In response to this need, Elsevier and ExactCure [3], a personalized medicine startup that uses AI technology to reduce medication errors, are announcing a new collaboration. Using data from PharmaPendium, which includes searchable FDA/EMA drug approval documents, as well as pharmacokinetic and efficacy data, ExactCure is developing personalized model simulations that will provide information to physicians to improve the dosing of COVID-19 related therapies.

“We have been working with a university hospital in the south of France to provide the clinical pharmacologist and pharmacist the simulation-based suggestions,” says Fabien Astic, co-founder of ExactCure, “This allows them to quickly adapt their treatment decisions for a safer and more efficient use of these promising drugs, that while currently still under investigation, could potentially be critical and life-saving for many COVID-19 patients. Through this collaboration with Elsevier to use PharmaPendium’s data we can accelerate this really important work.”

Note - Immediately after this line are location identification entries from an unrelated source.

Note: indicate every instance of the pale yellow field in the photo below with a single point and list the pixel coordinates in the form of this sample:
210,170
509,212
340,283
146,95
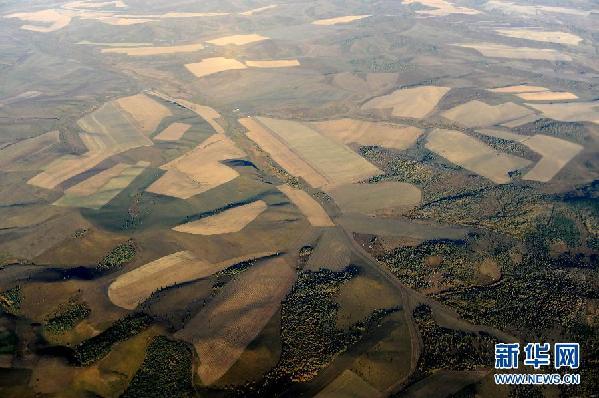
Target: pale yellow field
350,131
173,132
383,197
148,51
474,155
280,153
541,35
100,189
116,21
48,20
132,288
522,88
257,10
441,8
339,20
146,112
336,162
348,385
411,102
29,147
502,51
236,316
308,206
570,112
107,132
228,221
556,154
477,114
547,96
238,40
199,170
284,63
210,66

PharmaPendium will provide ExactCure with pharmacokinetic information for approximately 20 approved drugs that have been widely cited in the literature and the news, such as Hydroxychloroquine, Chloroquine, Lopinavir/Ritonavir and Azithromycin, including their regulatory-approval datasets. ExactCure will use this data to build drug-specific exposure models that allow the prediction of pharmacokinetic properties (e.g. Cmax, AUC, Tmax etc).

The first step is to build a simulation based on the patient age, weight, drug dosage, dosing time and end-time, resulting in a personalized therapeutic window between efficiency and over-exposure. This could potentially reduce the number of adverse drug events. Furthermore, the simulation will be enriched by adding more patient parameters, such as renal status, which is also a critical factor for many severe patients.

“As the pandemic deepens, hundreds of clinical trials have been set up to test existing medications against COVID-19,” comments Olivier Barberan, Director Translational Medicine Solutions at Elsevier. “Elsevier has taken its work further by sharing PharmaPendium data to support ExactCure in building the ‘digital twin’ that simulates in-silico the efficacy and interactions of drugs in the body of a patient based on their personal characteristics. This can be extremely helpful for the clinical pharmacologists and frontline doctors in the development of safe and effective treatment. We are looking forward to continuing this work with ExactCure to help reduce the impact of this global pandemic.”